解析长到负数
[英]parse long to negative number
问题描述
code: 
码:
public class Main{
public static void main(String[] a){
long t=24*1000*3600;
System.out.println(t*25);
System.out.println(24*1000*3600*25);
}
}
This prints : 打印:
2160000000
-2134967296
Why? 为什么?
Thanks for all the replies. 感谢所有的答复。
Is the only way to use L after the number? 是在数字后使用L的唯一方法吗?

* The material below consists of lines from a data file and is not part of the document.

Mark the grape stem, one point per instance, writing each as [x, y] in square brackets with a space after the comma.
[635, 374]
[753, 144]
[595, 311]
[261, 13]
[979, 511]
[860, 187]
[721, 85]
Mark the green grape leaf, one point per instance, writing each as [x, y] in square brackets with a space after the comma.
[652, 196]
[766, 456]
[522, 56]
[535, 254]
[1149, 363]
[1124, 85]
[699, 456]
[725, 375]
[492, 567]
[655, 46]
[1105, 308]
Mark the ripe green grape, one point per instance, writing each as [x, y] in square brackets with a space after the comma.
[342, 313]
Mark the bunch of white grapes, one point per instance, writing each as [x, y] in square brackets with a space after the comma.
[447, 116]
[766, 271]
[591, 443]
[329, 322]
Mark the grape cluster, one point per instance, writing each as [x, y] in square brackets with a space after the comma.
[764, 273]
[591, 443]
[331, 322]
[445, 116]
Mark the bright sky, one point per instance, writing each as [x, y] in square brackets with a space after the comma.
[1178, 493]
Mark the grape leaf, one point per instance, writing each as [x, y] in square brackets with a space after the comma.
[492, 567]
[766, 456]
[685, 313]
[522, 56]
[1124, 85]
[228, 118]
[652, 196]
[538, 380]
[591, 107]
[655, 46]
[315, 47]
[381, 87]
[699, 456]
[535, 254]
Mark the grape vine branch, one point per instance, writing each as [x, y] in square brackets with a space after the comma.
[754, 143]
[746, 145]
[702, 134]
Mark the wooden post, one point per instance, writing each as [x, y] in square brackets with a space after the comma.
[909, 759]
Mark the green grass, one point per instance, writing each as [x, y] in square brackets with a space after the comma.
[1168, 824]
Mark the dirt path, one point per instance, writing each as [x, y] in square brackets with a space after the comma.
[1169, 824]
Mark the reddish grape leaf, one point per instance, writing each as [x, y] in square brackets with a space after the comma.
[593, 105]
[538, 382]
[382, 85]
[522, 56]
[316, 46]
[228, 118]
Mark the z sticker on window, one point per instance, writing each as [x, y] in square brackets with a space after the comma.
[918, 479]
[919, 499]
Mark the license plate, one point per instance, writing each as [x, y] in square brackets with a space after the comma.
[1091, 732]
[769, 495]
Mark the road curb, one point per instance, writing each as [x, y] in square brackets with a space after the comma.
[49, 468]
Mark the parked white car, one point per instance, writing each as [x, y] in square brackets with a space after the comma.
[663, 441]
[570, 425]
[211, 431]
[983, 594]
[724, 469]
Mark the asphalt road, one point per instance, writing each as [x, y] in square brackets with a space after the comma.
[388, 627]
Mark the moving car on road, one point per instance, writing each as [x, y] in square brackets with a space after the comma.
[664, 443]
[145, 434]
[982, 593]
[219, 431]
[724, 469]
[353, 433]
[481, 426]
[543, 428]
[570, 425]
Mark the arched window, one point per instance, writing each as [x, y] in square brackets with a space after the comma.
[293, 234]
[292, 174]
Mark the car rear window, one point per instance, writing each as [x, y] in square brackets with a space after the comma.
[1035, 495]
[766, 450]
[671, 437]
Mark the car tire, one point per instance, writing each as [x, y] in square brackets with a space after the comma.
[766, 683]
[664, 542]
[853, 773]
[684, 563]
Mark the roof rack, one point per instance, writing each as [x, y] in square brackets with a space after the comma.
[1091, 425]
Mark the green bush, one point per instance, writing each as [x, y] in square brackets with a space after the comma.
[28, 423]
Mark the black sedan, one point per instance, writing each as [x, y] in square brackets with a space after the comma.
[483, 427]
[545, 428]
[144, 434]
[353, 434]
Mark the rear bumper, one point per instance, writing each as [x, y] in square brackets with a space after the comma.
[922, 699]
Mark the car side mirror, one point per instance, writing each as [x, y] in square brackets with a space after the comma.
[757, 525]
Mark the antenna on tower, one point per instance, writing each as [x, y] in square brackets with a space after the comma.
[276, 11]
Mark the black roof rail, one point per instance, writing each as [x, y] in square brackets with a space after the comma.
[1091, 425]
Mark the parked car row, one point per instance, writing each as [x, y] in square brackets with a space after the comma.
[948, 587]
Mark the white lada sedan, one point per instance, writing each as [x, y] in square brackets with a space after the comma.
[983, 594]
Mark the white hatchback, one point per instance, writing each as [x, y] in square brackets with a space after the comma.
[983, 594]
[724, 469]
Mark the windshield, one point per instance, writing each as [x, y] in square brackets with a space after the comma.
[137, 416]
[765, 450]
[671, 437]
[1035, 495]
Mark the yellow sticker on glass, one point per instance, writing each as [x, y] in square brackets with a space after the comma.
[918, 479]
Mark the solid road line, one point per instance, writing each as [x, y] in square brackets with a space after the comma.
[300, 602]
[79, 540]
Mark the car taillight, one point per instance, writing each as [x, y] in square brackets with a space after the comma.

I have tried the (long)24*1000*3600*25 but this is also negative. 我已经尝试过(long)24*1000*3600*25但这也是负面的。
7 个解决方案
解决方案1
19 2010-10-18 09:44:07
You reached the max of the int type which is Integer.MAX_VALUE or 2^31-1. 您已达到int类型的最大值,即Integer.MAX_VALUE或2 ^ 31-1。 It wrapped because of this, thus showing you a negative number. 因此,它被包裹了,因此显示为负数。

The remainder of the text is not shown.